Oui, j’organise l’amnésie. Je fais le funambule, depuis des années, entre l’hypermnésie et les abîmes de l’oubli. Je refuse la maîtrise rationnelle qui ferait de moi, justement, ce traducteur automatique, cette intelligence artificielle qui fait si peur à Diane Meur… J’orchestre presque, à cette fin, ma propre ignorance… Pour pouvoir voir un mot ressurgir du gouffre du néant dans toute sa gloire de mot étranger, apparaître dans le liquide révélateur, dans la chambre noire de l’omission… Je me refuse de l’apprendre par cœur dans ma chambre parisienne, ce mot « cerise » que je n’ai jamais encore vraiment eu l’occasion d’inscrire dans ma mémoire émotionnelle, là-bas, en Hongrie, contrairement aux moustiques (szúnyogok) du village de Nyúl (« Lsapin »), l’été 1997…

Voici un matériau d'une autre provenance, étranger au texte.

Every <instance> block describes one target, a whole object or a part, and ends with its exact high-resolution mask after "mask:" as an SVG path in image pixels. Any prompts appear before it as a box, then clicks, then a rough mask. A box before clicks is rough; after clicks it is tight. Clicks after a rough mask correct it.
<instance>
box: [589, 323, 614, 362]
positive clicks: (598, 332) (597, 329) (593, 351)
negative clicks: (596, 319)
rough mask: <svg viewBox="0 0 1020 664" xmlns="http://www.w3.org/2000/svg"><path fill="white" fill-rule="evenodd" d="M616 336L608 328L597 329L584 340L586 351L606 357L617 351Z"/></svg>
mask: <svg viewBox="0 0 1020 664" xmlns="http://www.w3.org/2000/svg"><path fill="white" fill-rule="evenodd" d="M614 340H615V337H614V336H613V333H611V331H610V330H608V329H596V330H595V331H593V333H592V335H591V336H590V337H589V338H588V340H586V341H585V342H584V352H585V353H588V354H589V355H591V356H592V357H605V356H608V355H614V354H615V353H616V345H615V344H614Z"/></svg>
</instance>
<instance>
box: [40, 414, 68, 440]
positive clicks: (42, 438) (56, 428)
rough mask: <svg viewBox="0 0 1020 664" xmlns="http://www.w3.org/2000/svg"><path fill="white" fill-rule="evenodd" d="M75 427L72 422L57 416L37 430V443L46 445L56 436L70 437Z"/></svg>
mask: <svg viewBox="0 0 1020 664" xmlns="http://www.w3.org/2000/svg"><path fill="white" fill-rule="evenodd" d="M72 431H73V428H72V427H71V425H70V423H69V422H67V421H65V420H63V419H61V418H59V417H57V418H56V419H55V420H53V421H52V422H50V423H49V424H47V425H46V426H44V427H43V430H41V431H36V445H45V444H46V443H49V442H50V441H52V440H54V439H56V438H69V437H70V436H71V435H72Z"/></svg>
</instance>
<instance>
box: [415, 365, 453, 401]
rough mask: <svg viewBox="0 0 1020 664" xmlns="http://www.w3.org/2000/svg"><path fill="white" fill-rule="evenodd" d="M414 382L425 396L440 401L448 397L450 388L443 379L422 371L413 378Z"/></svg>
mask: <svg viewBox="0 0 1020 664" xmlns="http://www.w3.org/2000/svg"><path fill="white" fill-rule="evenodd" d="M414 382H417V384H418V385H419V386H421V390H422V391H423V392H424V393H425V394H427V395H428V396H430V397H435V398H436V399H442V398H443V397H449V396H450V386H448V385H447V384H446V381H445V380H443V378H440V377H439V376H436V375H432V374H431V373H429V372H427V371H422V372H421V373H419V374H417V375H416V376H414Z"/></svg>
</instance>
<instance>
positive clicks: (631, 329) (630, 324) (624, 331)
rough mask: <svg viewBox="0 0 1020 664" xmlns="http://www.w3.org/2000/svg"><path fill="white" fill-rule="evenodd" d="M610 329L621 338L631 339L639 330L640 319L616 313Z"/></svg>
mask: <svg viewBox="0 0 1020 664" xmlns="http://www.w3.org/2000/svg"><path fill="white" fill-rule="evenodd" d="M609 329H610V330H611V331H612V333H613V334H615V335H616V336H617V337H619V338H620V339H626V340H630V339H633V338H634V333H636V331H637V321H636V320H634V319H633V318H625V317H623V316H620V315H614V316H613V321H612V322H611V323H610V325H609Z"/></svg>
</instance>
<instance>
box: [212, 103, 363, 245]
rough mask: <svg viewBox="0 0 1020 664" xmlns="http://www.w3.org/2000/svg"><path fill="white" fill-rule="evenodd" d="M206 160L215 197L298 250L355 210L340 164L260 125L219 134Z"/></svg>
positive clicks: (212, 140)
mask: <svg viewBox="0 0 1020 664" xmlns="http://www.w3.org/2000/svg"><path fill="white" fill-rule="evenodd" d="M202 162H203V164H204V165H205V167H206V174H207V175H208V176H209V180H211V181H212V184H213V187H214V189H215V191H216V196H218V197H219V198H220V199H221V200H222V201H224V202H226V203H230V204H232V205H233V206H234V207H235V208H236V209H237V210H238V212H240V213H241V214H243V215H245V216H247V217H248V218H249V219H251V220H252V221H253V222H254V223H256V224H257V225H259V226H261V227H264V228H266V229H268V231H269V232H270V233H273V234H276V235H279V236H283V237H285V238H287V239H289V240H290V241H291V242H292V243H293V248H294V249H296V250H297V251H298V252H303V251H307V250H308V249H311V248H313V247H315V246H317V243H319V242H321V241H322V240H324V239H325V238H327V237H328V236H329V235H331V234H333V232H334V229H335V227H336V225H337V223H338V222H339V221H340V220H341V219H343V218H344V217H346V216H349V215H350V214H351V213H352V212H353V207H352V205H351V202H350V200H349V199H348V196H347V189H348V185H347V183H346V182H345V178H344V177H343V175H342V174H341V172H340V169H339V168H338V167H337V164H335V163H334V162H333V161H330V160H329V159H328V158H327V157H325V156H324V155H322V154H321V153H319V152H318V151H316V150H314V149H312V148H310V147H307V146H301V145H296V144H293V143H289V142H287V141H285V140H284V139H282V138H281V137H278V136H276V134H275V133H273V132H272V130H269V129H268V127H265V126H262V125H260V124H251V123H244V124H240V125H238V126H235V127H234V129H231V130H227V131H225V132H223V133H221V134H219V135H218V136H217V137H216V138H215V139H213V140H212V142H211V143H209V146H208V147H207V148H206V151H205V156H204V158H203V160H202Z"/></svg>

Je sais bien que si je n’étais pas autodidacte, je n’aurai pas de ces trous de mémoire splendides, de ces cerises wannabe proustiennes… Si j’avais fait hongrois, 1ère, 2ème et même 3ème langue, un curus aux Langues-O, que sais-je… Mais le hongrois n’est pas pour moi une langue de l’école, je ne veux pas devenir interprète à la Commission européenne, je ne cherchais pas un job… C’est la langue du poème, une langue O, si vous voulez, mais dans un tout autre sens, celui d’un œuf d’autruche mystérieux, d’un « mont analogue » à la coque, d’une marquise de Kleist, d’un œil au beurre blanc sur le monde, langue de vide et de vertige, pas une glotte rouge comme une griotte… Diable, me direz-vous, que la mauvaise foi est bavarde ! Ce type ne pouvait-il simplement avaler des listes de vocabulaire, comme tout le monde ? Et vous aurez raison… Et pourtant… Et pourtant, elle tourne assez rond, ma théorie de la cerise, mon anamnèse platonicienne du lexique : apprendre, c’est se ressouvenir, c’est-à-dire oublier sans cesse, pour mieux se retrouver, mon enfant…

Et c’est aussi pour cela que j’aime traduire.

Guillaume Métayer, A, comme Babel, Traduction poétique, éd. La Rumeur libre, septembre 2020, 96p.